Sunday, May 16, 2010

TV Needs More People Like Hurley

David and I have just started watching Lost, from the beginning, on DVD from the library. I like it fine. But what I like best about it is Hurley, the fat guy. Why?

Because Hurley is a smart guy. He is not portrayed as a glutton--in fact, when another character assumes he has been hoarding food and comes to him to ask for some, Hurley takes him down a peg with a kind of tired dignity that shows he's dealt with this kind of bs before and he's just not gonna get worked up about it anymore. When there's work to be done (digging somebody out of a collapsed cave, hauling heavy shit around) Hurley gets in there and does it.

He's portrayed as a decent guy who treats others well. He's the one who figures out that the stranded people need something more to bring them together than the endless round of survival and try-to-get-rescued activities.

The show treats Hurley respectfully even when others don't--when another character calls him "Lardo," it's just his selected insult for Hurley; he has a different one for anybody else who crosses his path.

Hurley is a fat guy who never once says anything denigrating about himself; when he tells Charlie he's taken in a notch on his belt, it's a statement of fact, not a "one good thing about being stranded on an island and not being able to get Ben & Jerry's, ha ha" joke of the kind we hear all too often from women with, say, a stomach bug.

I've heard Hurley called the show's comic relief. And he is. But unlike most fat characters on TV, he's not the comic relief because the show is making fun of him, or he is making fun of himself. He's the comic relief because he has a sense of humor.

This shouldn't be revolutionary. There are plenty of fat people in the world who are healthy and hard-working; who like themselves despite all the messages they get telling them they shouldn't; who have brains and compassion and decent relationships. But they don't show up on TV or in the movies.

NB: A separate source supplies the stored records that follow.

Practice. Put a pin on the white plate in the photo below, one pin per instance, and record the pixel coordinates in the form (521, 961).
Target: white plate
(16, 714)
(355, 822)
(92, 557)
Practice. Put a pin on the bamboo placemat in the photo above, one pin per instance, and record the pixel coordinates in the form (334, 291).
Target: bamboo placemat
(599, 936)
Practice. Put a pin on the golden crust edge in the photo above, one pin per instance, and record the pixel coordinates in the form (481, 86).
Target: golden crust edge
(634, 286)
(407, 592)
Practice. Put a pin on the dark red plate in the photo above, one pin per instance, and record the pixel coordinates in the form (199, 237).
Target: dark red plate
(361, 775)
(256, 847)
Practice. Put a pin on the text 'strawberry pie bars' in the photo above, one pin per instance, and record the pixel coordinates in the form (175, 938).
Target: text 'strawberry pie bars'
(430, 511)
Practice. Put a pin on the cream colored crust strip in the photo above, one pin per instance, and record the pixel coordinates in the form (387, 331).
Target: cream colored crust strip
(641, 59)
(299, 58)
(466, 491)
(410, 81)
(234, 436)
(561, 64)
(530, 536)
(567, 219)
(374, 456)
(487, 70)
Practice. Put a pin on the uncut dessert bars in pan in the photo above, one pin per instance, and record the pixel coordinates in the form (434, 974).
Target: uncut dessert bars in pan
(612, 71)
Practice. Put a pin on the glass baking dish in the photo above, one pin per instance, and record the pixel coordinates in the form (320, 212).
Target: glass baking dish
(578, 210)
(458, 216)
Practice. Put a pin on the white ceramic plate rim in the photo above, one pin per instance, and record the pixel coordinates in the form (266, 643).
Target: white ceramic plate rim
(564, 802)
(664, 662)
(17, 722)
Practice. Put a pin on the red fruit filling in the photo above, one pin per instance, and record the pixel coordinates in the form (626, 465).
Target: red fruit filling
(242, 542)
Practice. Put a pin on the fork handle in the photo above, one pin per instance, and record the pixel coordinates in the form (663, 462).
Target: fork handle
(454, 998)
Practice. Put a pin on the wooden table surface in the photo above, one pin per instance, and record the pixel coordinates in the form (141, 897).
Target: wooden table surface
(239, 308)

On TV, they show up on The Biggest Loser, or on NCIS as a woman whose flirtation with a main character can't be anything but a joke, or on name-your-medical-drama as patients who are psychotic or eating themselves to death.

I am happy to add Lost to my very short list of movies and TV shows with positive portrayals of fat people (even if the show otherwise makes no effort to show the diversity of body size and shapes that 40 people randomly put together on a plane would exhibit). We're maybe nine episodes in, and so far Hurley and the show's treatment of him is the highlight for me. It is so refreshing to see a member of my tribe being treated like a human being on TV.